Sulphur

Sulphur is a chemical element with symbol S and atomic number 16. It is an abundant, multivalent non-metal. Under normal conditions, sulfur atoms form cyclic octatomic molecules with chemical formula S8. Elemental sulfur is a bright yellow crystalline solid when at room temperature. Chemically, sulfur can react as either an oxidant or a reducing agent. It oxidizes most metals and several nonmetals, including carbon, which leads to its negative charge in most organosulfur compounds, but it reduces several strong oxidants, such as oxygen and fluorine.
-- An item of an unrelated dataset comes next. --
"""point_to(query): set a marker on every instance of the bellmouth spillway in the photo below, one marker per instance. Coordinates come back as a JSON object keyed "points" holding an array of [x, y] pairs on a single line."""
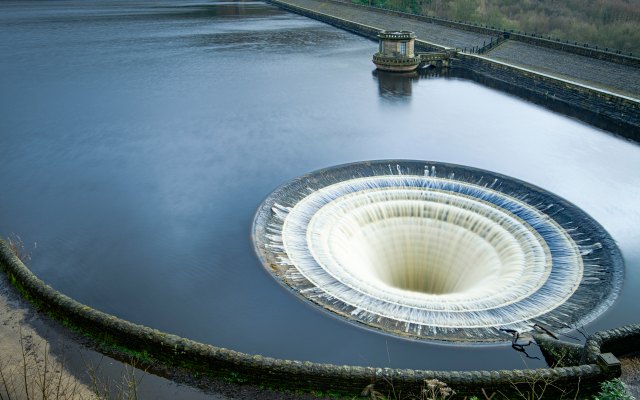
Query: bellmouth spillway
{"points": [[437, 251]]}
Sulfur occurs naturally as the pure element (native sulfur) and as sulfide and sulfate minerals. Elemental sulfur crystals are commonly sought after by mineral collectors for their distinct, brightly colored polyhedron shapes. Being abundant in native form, sulfur was known in ancient times, mentioned for its uses in ancient India, ancient Greece, China and Egypt. Fumes from burning sulfur were used as fumigants, and sulfur-containing medicinal mixtures were used as balms and antiparasitics. Sulfur is referred to in the Bible as brimstone (burn stone) in English, with this name still used in several nonscientific tomes. It was needed to make the best quality of black gunpowder. In 1777, Antoine Lavoisier helped convince the scientific community that sulfur was a basic element rather than a compound.

Elemental sulfur was once extracted from salt domes where it sometimes occurs in nearly pure form, but this method has been obsolete since the late 20th century. Today, almost all elemental sulfur is produced as a byproduct of removing sulfur-containing contaminants from natural gas and petroleum. The element's largest commercial use (after mostly being converted to sulfuric acid) is to produce sulfate and phosphate fertilizers, because of the relatively high requirement of plants for sulfur and phosphorus. Sulfuric acid is also a primary industrial chemical outside fertilizer manufacture. Other well-known uses for the element are in matches, insecticides and fungicides. Many sulfur compounds are odoriferous, and the smell of odorized natural gas, skunk scent, grapefruit, and garlic is due to sulfur compounds. Hydrogen sulfide produced by living organisms imparts the characteristic odor to rotting eggs and other biological processes.

Sulfur is an essential element for all life, and is widely used in biochemical processes. In metabolic reactions, sulfur compounds serve as both fuels (electron donors) and respiratory (oxygen-alternative) materials (electron acceptors). Sulfur in organic form is present in the vitamins biotin and thiamine, the latter being named for the Greek word for sulfur. Sulfur is an important part of many enzymes and in antioxidant molecules like glutathione and thioredoxin. Organically bonded sulfur is a component of all proteins, as the amino acids cysteine and methionine. Disulfide bonds are largely responsible for the mechanical strength and insolubility of the protein keratin, found in outer skin, hair, and feathers, and the element contributes to their pungent odor when burned.